1960 ve 70’lerde kalın çizgilerle iki siyasi akım vardı; sağ ve sol. İnanca yakın olan insanlar ve siyasi partiler sağcı, inanca mesafeli duran kişi ve siyasi partiler de solcu kabul ediliyordu. O yıllarda Adalet (sonradan Doğruyol) Partisi liberal, kalkınmacı ve sağcı, CHP solcu, MSP (sonradan Refah) Partisi milli görüşçü, MHP milliyetçi ve sağcı kabul ediliyordu.
1950’lerden itibaren başlayan kentlileşme olgusu, 1990 yılından sonra olağanüstü sosyolojik değişimlere dönüştü ve sosyolojik yapı değişti.

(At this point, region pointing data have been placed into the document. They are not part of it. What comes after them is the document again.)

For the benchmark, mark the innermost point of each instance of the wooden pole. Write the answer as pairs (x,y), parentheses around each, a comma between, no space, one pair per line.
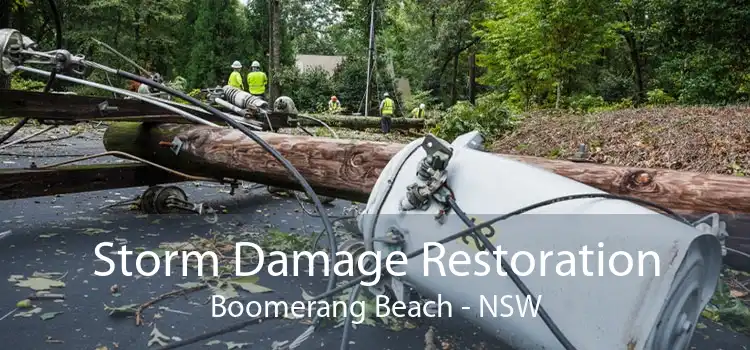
(348,169)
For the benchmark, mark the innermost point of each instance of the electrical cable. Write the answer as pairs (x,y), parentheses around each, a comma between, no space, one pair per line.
(495,252)
(447,239)
(741,253)
(48,86)
(275,153)
(179,111)
(21,140)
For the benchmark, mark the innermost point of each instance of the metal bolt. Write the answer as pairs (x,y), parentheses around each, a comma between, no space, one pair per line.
(684,324)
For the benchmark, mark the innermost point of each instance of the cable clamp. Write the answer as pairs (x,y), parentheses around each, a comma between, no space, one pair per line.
(713,225)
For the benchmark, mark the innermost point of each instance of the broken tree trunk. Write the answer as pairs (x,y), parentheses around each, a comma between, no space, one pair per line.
(348,169)
(362,123)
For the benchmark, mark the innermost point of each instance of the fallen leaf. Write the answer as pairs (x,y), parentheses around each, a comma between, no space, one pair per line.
(51,340)
(52,275)
(39,283)
(177,246)
(306,296)
(225,290)
(90,231)
(158,338)
(248,284)
(29,313)
(49,315)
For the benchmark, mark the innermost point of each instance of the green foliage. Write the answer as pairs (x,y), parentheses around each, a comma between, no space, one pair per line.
(489,116)
(658,97)
(422,96)
(349,78)
(587,103)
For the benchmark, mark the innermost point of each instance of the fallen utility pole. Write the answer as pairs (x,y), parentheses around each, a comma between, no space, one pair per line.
(348,169)
(25,183)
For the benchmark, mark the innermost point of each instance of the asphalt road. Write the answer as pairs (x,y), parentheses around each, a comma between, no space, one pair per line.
(48,234)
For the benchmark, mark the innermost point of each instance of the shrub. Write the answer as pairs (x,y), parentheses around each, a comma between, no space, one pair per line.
(490,116)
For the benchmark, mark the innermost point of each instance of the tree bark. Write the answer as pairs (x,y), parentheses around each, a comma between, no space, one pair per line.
(4,23)
(275,59)
(348,169)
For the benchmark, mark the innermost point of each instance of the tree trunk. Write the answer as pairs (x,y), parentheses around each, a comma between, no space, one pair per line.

Eğitim imkânları arttı, köylerde yaşayan insanların oranı %10’ların altına indi, özellikle iletişimde oldukça serpilen bir ülke haline geldik. Milyonerlerin sayısı arttı ama adil gelir dağılımı sağlanamadı. Çok katmanlı bir tüketim toplumuna dönüştük.
Şimdi sokaktaki insanlara soracak olursak; her on kişiden üçü kendisini sağcı, ikisi solcu ve beşi de kendisini muhafazakâr olarak tanımlıyor. Buradaki muhafazakârlık kavramı daha ziyade AK Parti ve R. Tayyip Erdoğan’ı işaret ediyor.
Toplumdaki modernleşmeye karşın toplumsal değişme fazla değil. Konuyu siyaset açısından, özel olarak sol ve solculuk açısından irdelemek mümkündür.
Öncelikle hikâyesi olmayan kişi ve grupların siyasette kalıcı olmaları adeta imkânsızdır. Türkiye’deki hangi sorunu nasıl çözeceğinizi topluma anlatamıyorsanız sizin hikâyeniz yok demektir. Toplumun akıl sağlığına değil, sizin siyasi ve ekonomik bagajlarınızın “son kullanma tarihlerine” bakmak gerekir.
Solcu yazar ve aydın kitle hala köy enstitüsü ve halk evleri üzerine söylemlerine devam ediyor ve sanayileşmenin toplumu nerelere taşıdığından habersiz davranıyorsa, hala dine ve dindara mesafeli durmaya ısrarla devam ediyorsa toplumda kabul görmeleri oldukça zor. Adam hala, ezilen ve öldürülen Müslüman’sa, olaya oldukça yabancı, hatta ezenden yana. Son örneğini Gazze olayında gördük.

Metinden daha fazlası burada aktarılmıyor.